## Bayesian Estimators for the Beta-Binomial Model of Batting Ability

In my last post introducing Bayesian stats through the simplest non-trivial distribution, the binomial, I introduced moment-matching “empirical Bayes” point estimates of the beta priors. In this post, I’ll introduce the so-called “Bayesian estimator” point estimate for the beta priors. In addition, I’ll show why maximum a posteriori (MAP) estimates of batting average differ from the Bayesian estimates for batting average.

### Bayesian Estimators

Suppose we provide an estimate $\hat{\theta}$ for a parameter that has true value $\theta$. We define a loss function $\mathcal{L}(\hat{\theta},\theta)$, lower values of which indicate that $\hat{\theta}$ is a better estimate of $\theta$.

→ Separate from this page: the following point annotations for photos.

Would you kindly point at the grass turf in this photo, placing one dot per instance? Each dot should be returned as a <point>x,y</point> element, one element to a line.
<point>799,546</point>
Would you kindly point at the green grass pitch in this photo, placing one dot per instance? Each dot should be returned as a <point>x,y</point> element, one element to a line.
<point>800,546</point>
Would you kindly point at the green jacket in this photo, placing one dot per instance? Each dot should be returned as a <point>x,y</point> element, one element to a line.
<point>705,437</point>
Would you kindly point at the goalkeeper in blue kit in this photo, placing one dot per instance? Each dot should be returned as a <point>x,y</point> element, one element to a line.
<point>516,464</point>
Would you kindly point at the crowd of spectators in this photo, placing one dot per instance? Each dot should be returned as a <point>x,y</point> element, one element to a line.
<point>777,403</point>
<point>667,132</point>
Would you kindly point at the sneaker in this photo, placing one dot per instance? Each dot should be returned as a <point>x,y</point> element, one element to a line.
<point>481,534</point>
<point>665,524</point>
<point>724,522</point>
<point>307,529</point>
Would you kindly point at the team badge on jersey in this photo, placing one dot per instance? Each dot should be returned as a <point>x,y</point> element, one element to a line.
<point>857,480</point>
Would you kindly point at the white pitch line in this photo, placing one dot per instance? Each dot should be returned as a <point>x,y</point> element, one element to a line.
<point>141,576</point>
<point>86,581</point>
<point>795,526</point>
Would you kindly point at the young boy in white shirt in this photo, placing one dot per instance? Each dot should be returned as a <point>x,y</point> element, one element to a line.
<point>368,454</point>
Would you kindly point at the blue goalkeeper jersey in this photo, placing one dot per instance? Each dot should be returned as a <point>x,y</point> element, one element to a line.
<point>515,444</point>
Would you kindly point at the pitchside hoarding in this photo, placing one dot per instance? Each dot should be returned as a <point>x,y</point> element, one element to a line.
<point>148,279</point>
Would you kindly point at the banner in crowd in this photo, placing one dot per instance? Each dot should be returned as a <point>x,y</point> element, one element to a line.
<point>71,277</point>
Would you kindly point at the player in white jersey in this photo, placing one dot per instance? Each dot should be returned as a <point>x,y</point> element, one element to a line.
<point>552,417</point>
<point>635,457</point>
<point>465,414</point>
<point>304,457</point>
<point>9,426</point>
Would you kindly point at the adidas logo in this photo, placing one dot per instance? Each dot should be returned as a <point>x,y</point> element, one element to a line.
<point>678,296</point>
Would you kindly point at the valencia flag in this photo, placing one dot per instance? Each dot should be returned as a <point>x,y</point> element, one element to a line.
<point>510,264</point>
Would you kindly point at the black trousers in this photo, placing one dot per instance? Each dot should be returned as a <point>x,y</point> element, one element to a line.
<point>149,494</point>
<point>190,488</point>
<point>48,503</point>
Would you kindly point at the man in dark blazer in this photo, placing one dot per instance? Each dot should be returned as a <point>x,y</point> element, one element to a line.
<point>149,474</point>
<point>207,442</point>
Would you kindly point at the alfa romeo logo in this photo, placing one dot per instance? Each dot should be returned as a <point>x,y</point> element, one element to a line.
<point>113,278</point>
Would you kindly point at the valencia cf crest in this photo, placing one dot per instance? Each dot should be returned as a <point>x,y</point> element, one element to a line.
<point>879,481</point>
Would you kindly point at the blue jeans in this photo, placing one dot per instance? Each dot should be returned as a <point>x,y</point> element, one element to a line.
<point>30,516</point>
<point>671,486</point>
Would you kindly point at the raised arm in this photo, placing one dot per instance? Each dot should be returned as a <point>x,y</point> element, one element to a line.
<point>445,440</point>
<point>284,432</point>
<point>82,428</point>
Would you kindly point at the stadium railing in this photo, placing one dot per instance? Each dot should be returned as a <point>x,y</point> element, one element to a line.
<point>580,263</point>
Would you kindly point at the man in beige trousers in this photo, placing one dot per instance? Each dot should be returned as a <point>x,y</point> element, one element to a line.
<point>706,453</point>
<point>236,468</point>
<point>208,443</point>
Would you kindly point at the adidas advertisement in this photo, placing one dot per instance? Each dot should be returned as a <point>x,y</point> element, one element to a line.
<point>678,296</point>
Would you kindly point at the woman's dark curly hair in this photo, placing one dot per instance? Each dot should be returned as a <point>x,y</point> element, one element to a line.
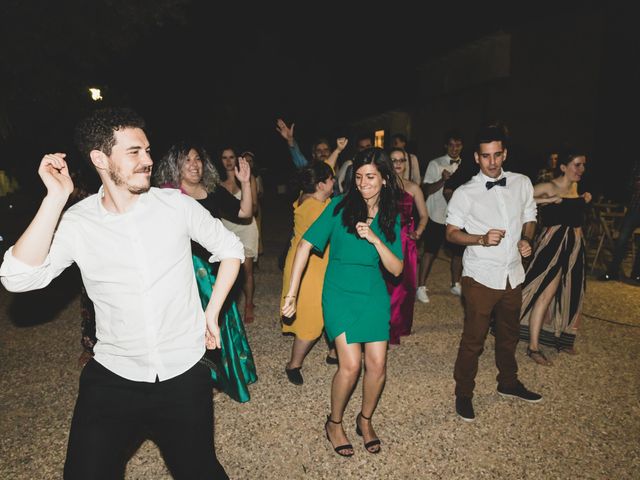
<point>313,174</point>
<point>168,170</point>
<point>354,207</point>
<point>96,132</point>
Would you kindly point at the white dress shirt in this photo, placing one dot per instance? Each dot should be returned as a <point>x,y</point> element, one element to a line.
<point>436,203</point>
<point>137,270</point>
<point>478,210</point>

The Bayesian estimator minimizes the expected loss given a Bayesian posterior distribution $p(\theta|x)$ over parameter $\theta$:

$\theta^{\mathcal{L}} = \arg\min_{\theta} \mathbb{E}_{p(\theta|x)}[\mathcal{L}(\hat{\theta},\theta)]$

$= \arg\min_{\theta} \int_{\Theta} \mathcal{L}(\hat{\theta},\theta) \, p(\theta|x) \, d\theta$

### With Squared Loss, Bayesian Estimates are Posterior Means

The most common loss function, due to its convenience, is squared loss:

$\mathcal{L}(\hat{\theta},\theta) = L_2(\theta,\hat{\theta}) = (\theta - \hat{\theta})^2$

As stated, this assumes a single real-valued parameter; the natural extension is to square distance for parameter vectors.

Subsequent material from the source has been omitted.